Kern County Water Agency v. Watershed Enforcers, No. A117715, concerned a challenge to the  judgment of the trial court granting a peremptory writ of mandate in a nonprofit organization's petition for writ of mandate to compel the California Department of Water Resources to stop taking endangered or threatened species of fish without permit authority under the California Endangered Species Act.  In affirming the grant of peremptory writ, the court held that the a state agency is a "person" within the meaning of section 2080, which prohibits any "person" from taking an endangered or threatened species without appropriate permit authority from the California Department of Fish and Game.   

In Minkler v. Safeco Ins. Co. of Am., No. S174016, the California Supreme Court dealt with a dispute over a homeowner's insurance coverage, arising from plaintiff's suit against a mother and her son for being sexually molested by the son in their home.  The court ruled that an exclusion of coverage for the intentional acts of "an insured," read in conjunction with a severability or "separate insurance" clause like the one at issue in this case, creates an ambiguity which must be construed in favor of coverage that a lay policyholder would reasonably expect.

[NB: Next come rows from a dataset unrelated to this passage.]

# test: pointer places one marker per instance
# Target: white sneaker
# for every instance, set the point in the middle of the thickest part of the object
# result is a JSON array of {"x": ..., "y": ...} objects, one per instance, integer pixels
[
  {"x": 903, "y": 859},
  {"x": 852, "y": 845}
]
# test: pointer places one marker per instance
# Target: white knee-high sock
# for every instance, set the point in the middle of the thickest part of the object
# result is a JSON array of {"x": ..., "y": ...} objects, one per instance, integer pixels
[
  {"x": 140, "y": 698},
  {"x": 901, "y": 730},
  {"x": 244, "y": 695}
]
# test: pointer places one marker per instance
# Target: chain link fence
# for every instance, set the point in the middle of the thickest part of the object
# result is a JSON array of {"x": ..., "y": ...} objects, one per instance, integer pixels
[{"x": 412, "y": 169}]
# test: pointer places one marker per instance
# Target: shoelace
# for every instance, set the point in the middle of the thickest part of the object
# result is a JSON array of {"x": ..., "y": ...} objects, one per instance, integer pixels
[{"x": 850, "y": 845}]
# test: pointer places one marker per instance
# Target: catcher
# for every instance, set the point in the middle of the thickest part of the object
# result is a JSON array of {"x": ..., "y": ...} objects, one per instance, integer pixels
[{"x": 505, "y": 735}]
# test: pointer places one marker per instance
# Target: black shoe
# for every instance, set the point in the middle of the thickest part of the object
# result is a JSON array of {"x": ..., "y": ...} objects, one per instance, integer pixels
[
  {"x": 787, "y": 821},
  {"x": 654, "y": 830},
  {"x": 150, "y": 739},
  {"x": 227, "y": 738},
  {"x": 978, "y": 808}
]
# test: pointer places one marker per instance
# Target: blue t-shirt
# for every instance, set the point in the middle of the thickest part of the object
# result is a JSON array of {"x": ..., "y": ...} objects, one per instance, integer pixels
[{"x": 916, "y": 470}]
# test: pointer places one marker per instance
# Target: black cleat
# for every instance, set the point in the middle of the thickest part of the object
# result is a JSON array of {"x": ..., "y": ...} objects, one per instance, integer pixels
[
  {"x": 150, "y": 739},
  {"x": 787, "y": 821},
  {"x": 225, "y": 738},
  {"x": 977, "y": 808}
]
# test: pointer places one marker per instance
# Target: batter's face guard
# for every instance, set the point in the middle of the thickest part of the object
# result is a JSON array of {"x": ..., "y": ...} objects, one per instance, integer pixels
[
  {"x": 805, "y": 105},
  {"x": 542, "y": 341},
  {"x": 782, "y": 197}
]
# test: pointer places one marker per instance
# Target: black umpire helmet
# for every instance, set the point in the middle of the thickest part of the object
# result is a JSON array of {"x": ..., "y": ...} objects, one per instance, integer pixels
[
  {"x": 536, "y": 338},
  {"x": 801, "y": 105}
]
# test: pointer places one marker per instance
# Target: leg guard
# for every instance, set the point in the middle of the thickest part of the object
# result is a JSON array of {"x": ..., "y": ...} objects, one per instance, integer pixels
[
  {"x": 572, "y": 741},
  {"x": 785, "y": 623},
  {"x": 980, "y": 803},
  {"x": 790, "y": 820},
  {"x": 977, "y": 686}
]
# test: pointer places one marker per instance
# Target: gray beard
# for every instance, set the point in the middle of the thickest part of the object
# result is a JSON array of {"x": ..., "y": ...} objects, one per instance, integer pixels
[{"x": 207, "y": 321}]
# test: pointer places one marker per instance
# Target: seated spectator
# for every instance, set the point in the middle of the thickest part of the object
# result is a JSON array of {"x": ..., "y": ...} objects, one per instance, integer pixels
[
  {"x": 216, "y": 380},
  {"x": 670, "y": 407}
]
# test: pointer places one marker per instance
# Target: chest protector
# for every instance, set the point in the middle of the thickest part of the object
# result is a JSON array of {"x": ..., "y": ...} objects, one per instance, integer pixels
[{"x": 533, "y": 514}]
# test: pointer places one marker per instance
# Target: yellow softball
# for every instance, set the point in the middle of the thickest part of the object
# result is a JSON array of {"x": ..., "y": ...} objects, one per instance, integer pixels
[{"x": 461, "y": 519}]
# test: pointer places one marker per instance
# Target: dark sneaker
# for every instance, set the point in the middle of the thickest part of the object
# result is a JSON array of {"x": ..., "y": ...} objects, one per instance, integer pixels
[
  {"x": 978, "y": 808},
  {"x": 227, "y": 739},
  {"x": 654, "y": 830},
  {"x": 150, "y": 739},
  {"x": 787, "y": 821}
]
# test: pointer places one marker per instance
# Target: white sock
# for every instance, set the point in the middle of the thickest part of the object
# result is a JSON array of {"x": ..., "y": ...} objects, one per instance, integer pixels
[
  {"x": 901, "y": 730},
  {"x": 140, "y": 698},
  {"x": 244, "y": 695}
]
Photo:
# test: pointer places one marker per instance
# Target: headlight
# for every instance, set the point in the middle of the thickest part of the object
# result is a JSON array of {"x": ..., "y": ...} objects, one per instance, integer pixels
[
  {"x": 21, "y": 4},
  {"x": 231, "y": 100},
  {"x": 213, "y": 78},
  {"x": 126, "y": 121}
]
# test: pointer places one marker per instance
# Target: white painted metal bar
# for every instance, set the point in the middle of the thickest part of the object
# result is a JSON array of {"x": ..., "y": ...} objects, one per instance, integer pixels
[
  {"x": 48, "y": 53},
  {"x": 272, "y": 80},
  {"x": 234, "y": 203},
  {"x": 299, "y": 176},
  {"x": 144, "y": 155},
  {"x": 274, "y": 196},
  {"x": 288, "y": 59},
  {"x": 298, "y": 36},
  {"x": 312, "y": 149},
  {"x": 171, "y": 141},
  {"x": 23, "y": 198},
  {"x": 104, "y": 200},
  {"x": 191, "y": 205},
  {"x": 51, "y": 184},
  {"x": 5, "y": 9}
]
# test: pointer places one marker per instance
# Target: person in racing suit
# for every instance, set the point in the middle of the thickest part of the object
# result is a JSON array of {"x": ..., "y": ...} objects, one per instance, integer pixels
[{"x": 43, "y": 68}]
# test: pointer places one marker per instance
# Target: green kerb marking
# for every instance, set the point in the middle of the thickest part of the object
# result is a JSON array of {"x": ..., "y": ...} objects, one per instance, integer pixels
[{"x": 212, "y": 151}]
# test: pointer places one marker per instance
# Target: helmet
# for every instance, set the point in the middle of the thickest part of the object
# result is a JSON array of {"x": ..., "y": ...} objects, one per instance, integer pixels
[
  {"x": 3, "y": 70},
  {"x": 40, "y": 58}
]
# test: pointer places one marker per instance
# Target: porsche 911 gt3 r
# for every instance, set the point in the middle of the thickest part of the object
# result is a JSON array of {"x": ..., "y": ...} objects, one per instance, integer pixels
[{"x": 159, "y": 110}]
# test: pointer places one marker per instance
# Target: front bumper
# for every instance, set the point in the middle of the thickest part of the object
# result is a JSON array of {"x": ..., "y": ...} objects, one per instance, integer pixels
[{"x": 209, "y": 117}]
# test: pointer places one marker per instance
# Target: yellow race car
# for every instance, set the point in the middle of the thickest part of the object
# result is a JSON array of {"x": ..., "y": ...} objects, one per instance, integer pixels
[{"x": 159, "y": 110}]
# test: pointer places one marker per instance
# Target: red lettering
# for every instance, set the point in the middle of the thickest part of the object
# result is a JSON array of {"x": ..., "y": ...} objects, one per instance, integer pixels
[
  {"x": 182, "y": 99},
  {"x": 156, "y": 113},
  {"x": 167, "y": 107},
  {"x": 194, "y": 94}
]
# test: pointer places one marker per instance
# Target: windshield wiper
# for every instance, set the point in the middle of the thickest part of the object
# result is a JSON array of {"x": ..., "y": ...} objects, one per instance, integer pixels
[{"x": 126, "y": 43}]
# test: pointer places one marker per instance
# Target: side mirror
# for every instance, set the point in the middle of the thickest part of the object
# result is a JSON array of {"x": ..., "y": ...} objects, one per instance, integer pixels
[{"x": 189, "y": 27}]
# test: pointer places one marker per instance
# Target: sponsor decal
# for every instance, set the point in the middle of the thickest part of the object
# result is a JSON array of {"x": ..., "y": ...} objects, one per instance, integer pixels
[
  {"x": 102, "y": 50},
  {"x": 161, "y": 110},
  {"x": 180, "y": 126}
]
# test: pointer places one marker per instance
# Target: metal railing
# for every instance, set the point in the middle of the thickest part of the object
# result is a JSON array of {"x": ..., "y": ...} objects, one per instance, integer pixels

Here, a lay insured would reasonably anticipate that under a policy containing such a clause, each insured's coverage would be analyzed separately, so that the intentional act of one insured would not, in and of itself, bar liability coverage of another insured for the latter's independent act that did not come within the terms of the exclusion.  Therefore, the homeowner was not precluded form coverage for any personal role she played in her son's molestations of plaintiff merely because the son's conduct fell within the exclusion for intentional acts.